日本自動車工業会(自工会、豊田章男会長)は、自動車産業に関連する二酸化炭素(CO₂)削減の取り組みなどをまとめたデータ集をホームページ上で公開している。自工会は、政府が打ち出す2050年までのカーボンニュートラル達成に向けて「自工会として全力でチャレンジする」(豊田会長)と宣言している。一方で、国内の電源構成見直しなどカーボンニュートラルの達成には自動車産業単体では難しい。データ集では日本と欧州の政策比較やライフサイクルアセスメント(LCA)の考え方などを紹介し、多様な環境技術を生かしたカーボンニュートラル実現への道筋を示している。
豊田会長は政府が脱炭素に向けた方針を示した昨年末以降、記者会見において「カーボンニュートラルの本質を正しく理解した上で対応することが必要」と強調してきた。欧州が強力に推し進める電気自動車(EV)シフトは、火力発電比率が高い日本においてはLCAも含めた視点で脱炭素化が難しい点を指摘してきた。

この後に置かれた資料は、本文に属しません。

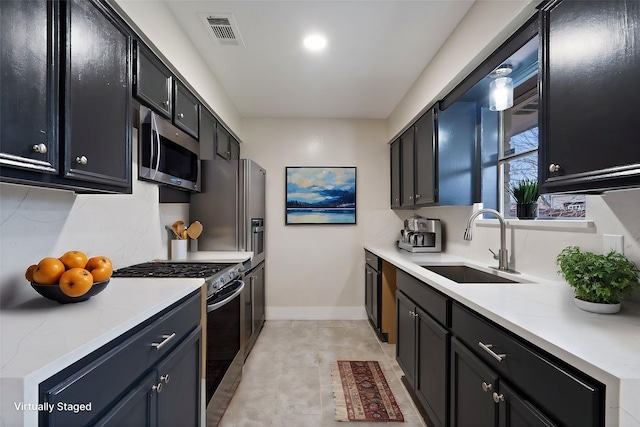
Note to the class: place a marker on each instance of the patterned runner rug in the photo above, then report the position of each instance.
(361, 393)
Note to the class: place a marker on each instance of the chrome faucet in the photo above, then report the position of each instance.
(503, 255)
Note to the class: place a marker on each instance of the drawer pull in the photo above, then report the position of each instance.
(165, 340)
(487, 348)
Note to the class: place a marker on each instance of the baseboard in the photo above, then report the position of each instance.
(316, 313)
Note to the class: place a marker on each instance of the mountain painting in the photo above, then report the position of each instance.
(321, 195)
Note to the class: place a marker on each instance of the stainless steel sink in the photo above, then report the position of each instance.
(464, 274)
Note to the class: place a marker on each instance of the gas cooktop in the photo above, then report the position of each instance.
(172, 269)
(216, 275)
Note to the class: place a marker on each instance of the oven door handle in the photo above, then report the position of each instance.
(217, 305)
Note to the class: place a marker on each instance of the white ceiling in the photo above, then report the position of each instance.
(375, 51)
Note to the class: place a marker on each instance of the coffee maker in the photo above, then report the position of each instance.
(421, 234)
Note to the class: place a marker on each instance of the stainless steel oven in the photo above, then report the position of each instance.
(225, 350)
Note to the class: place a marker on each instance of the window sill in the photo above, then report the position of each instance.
(570, 225)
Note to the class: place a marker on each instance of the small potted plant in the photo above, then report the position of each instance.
(599, 281)
(525, 192)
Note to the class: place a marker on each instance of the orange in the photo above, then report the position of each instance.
(101, 273)
(76, 282)
(74, 259)
(98, 261)
(48, 271)
(29, 273)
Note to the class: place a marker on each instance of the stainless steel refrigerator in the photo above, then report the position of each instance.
(231, 207)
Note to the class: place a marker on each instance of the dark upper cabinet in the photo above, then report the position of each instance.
(98, 96)
(395, 174)
(590, 95)
(425, 161)
(29, 93)
(407, 144)
(153, 82)
(457, 171)
(158, 88)
(66, 79)
(186, 111)
(208, 125)
(227, 146)
(413, 165)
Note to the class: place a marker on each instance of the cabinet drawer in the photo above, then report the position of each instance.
(568, 396)
(106, 375)
(372, 260)
(430, 300)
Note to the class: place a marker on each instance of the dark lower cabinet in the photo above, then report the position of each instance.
(480, 399)
(169, 396)
(422, 352)
(254, 306)
(373, 293)
(530, 382)
(463, 370)
(150, 376)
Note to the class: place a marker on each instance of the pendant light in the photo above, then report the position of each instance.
(501, 89)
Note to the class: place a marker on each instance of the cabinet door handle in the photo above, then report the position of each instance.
(39, 148)
(488, 347)
(165, 340)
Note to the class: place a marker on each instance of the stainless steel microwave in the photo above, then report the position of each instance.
(166, 154)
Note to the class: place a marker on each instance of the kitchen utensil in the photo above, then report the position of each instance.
(194, 230)
(178, 228)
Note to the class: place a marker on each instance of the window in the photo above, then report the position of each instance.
(518, 157)
(504, 143)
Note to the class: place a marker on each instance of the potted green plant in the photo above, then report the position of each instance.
(599, 281)
(525, 193)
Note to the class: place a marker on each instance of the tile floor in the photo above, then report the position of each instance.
(287, 381)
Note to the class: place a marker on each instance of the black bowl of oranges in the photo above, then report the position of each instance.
(71, 278)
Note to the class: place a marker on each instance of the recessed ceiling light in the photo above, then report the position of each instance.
(315, 42)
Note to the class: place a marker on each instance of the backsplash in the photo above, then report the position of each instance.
(38, 222)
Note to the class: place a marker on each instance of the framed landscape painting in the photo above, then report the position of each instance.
(320, 195)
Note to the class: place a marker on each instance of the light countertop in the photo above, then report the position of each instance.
(41, 337)
(607, 347)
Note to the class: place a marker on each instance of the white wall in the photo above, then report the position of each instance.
(317, 271)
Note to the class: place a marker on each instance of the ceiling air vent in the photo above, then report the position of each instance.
(223, 28)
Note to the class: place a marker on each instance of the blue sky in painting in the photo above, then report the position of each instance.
(321, 186)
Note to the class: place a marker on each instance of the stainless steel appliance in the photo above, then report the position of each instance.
(421, 235)
(225, 324)
(231, 207)
(166, 154)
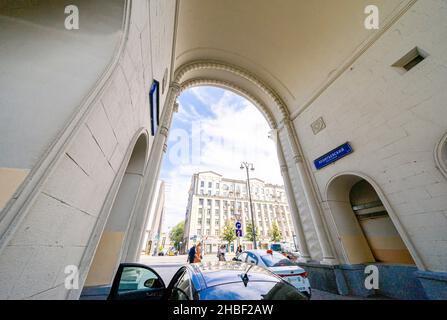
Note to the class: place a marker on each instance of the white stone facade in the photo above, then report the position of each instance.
(214, 199)
(76, 188)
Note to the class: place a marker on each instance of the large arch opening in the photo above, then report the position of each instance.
(111, 247)
(212, 194)
(363, 223)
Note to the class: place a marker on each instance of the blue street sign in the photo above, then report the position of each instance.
(333, 156)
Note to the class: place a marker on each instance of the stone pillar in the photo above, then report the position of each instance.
(305, 256)
(328, 254)
(151, 175)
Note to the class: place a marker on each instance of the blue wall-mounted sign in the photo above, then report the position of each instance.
(154, 101)
(333, 156)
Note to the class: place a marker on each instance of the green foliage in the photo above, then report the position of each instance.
(176, 233)
(275, 233)
(229, 232)
(249, 235)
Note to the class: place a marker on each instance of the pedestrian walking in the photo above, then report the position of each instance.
(221, 253)
(198, 256)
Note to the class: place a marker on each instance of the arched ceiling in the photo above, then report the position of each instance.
(294, 46)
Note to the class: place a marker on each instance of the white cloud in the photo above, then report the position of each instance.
(238, 132)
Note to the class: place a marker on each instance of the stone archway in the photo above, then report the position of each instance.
(441, 155)
(112, 245)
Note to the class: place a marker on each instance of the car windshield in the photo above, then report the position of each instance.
(276, 260)
(253, 290)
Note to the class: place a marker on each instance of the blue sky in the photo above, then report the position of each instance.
(214, 129)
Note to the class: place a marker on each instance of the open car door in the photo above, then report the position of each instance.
(136, 282)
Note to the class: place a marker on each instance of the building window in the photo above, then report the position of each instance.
(411, 59)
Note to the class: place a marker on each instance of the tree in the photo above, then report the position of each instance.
(275, 233)
(176, 233)
(249, 235)
(229, 232)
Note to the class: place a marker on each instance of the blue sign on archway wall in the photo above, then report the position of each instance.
(333, 156)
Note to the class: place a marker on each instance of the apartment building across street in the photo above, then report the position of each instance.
(214, 200)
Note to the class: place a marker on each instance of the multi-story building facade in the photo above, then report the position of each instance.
(83, 131)
(214, 200)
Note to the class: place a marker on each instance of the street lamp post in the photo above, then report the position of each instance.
(249, 166)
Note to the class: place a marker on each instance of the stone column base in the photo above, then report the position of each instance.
(434, 284)
(395, 281)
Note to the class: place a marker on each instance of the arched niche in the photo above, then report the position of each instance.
(441, 155)
(364, 222)
(110, 248)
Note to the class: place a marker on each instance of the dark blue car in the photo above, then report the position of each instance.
(206, 281)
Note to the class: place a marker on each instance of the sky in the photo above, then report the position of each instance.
(214, 130)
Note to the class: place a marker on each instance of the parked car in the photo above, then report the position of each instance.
(208, 281)
(280, 265)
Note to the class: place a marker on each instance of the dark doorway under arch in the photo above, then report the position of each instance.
(384, 240)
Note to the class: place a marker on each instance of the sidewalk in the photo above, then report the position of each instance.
(177, 260)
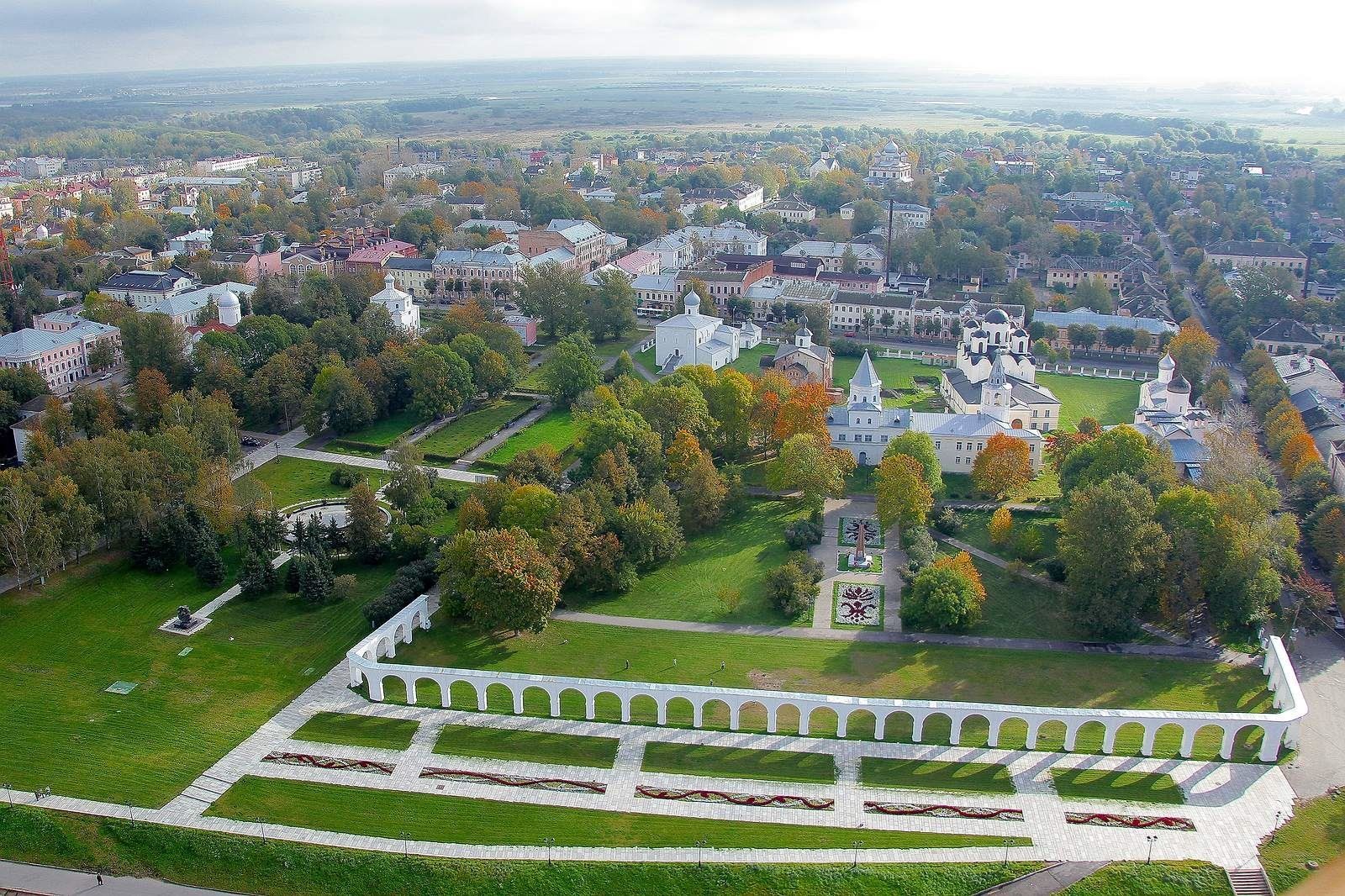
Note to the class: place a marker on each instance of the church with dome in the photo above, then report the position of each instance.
(864, 427)
(994, 370)
(400, 304)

自工会ではこれを裏付けるデータをまとめ、4月下旬からホームページに掲載している。
データ集では、日本と海外のエネルギー状況や各国のカーボンニュートラルの取り組みを紹介。さらにハイブリッド車(HV)に強みを持つ日本のCO₂削減比率が米国やドイツに比べて高い点を示し、これまで蓄積してきた環境技術を含めた「電動車フルラインアップ」が日本の強みとする。今後もデータベースを追加し、コンテンツを充実していく方針だ。